Make it real by making connections. In 2014 farmers in Western Canada were concerned about what they saw as inadequate resources for movement of grain to market.  This was also a big issue in the 1880’s.

Use art to display history – create

Hartney has a good assortment of historic buildings and some good photos exist of some of the earliest buildings that are now gone. Artistic re-creations of neighbourhoods can be a part of investigations into the ownership and use of those sites.

Connect with the unique elements of a community

The Hartney area was home to fur trade posts and on major pre-settlement trails.  It was served by Canada’s two main railway lines. It was the home to to brick yards, a flour mill and a sash & door factory.

Make it personal

Many students have a grandfather or other relative that can serve as a source for stories about earlier days.

Produce Content

Students can write history and historic fiction. They can create maps, sketches and plans.

Use Technology

Digital Technology makes it easy for students to product videos, documentaries, podcasts, and to do both desktop and web publishing. Social Media such as Facebook can be used to create “Interest” pages and link with other communities.

Connect artifacts to experience – touch – see - build – use

Using information gathered from photos and from museum visits, student can re-create tools and devices from an earlier age.


Use photos to stimulate questions

A Gallery Walk is just one of many simply managed activities that can use historic photos to stimulate thought, questions and understanding. Have students circulate through a “Gallery” of about ten historic photos (or artifacts, or ….). They should record one question that comes to mind for each. The questions then are posed to the teacher and/or each other.

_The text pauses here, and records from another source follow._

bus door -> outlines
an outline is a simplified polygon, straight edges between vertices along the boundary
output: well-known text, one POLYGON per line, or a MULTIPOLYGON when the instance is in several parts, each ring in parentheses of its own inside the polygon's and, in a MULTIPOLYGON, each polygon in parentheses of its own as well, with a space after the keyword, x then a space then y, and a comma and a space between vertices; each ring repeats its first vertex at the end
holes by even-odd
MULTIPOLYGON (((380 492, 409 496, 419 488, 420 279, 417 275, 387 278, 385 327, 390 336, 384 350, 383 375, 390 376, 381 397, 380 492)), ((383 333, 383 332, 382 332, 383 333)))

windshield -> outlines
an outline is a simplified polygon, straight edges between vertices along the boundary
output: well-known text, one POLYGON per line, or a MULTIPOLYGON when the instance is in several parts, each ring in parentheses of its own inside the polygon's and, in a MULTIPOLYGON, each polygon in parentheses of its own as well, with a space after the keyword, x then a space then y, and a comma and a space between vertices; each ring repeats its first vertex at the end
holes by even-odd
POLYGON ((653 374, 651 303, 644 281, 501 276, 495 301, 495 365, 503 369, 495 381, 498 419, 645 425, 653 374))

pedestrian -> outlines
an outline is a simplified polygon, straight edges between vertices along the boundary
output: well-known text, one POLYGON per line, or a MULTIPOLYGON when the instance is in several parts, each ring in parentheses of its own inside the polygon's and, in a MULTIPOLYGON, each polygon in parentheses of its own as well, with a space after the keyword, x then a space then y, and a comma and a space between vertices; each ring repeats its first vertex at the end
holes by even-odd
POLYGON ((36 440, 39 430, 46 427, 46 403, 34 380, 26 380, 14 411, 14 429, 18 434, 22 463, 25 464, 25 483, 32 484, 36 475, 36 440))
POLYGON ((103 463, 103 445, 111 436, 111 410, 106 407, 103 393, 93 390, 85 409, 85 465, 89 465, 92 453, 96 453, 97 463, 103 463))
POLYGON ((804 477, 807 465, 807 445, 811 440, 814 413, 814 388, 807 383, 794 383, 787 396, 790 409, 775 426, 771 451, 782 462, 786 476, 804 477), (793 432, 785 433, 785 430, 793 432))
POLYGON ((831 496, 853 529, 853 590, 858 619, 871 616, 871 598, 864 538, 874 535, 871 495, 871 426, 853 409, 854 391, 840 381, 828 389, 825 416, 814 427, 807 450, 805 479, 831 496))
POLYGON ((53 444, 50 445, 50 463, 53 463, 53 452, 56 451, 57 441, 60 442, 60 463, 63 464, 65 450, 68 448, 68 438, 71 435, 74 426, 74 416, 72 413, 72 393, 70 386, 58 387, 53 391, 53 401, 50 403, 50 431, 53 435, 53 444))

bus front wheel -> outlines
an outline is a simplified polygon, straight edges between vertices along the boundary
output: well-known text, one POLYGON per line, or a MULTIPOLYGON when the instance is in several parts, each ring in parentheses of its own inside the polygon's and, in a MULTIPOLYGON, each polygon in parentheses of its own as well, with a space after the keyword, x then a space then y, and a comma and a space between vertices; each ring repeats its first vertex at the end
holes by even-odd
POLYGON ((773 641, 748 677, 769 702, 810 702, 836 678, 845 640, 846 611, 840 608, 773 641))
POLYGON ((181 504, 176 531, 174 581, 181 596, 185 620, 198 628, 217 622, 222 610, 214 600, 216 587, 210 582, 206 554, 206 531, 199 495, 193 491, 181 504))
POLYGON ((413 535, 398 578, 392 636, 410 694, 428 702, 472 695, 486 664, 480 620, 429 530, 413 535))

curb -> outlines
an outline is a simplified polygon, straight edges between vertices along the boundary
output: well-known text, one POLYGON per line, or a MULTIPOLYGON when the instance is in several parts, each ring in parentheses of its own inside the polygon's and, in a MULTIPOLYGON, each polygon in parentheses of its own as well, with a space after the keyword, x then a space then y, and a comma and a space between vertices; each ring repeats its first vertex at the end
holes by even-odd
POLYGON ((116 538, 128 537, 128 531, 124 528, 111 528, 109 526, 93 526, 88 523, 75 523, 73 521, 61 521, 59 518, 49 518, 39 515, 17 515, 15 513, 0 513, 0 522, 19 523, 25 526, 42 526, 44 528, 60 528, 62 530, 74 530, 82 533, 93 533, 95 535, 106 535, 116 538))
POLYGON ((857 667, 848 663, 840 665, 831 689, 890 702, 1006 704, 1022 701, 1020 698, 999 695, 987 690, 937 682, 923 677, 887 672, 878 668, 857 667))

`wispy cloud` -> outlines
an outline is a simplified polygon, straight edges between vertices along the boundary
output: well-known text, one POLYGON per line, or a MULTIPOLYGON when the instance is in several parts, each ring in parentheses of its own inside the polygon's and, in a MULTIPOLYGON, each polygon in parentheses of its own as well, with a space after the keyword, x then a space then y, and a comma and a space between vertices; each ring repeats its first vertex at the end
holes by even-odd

Establish Historical Significance – A Sample

The past is everything that ever happened anywhere. How do we make decisions about what we wish to remember as history?
Historically significant people and events include those resulting in great change, over long periods of time, for large numbers of people. Whether or not a person or event is significant depends upon one’s perspective and purpose.

Historical people and events can acquire significance if we can link them to larger trends and stories that reveal something important for us today. The story of a Ukrainian family member, who immigrated to Canada 1897-99, may become significant if it is told in a way that illustrates the larger history of immigration in Canada at that time. In that way the insignificant becomes significant.


Why was James Hartney historically significant? (Substitute any one of the people profiled in “We Made Hartney”.
He established on of the first large successful farms in the region.

He applied for and received the first Post Office in the region which he operated out of his home. It was named after him.

He became an advocate for his community and tried to use his influence to improve his community.

He opened the first store in the region, also on his property.

When the C.P.R. located a town near his property which they called Airdrie, local citizens protested and the name of the new town was changed to Hartney.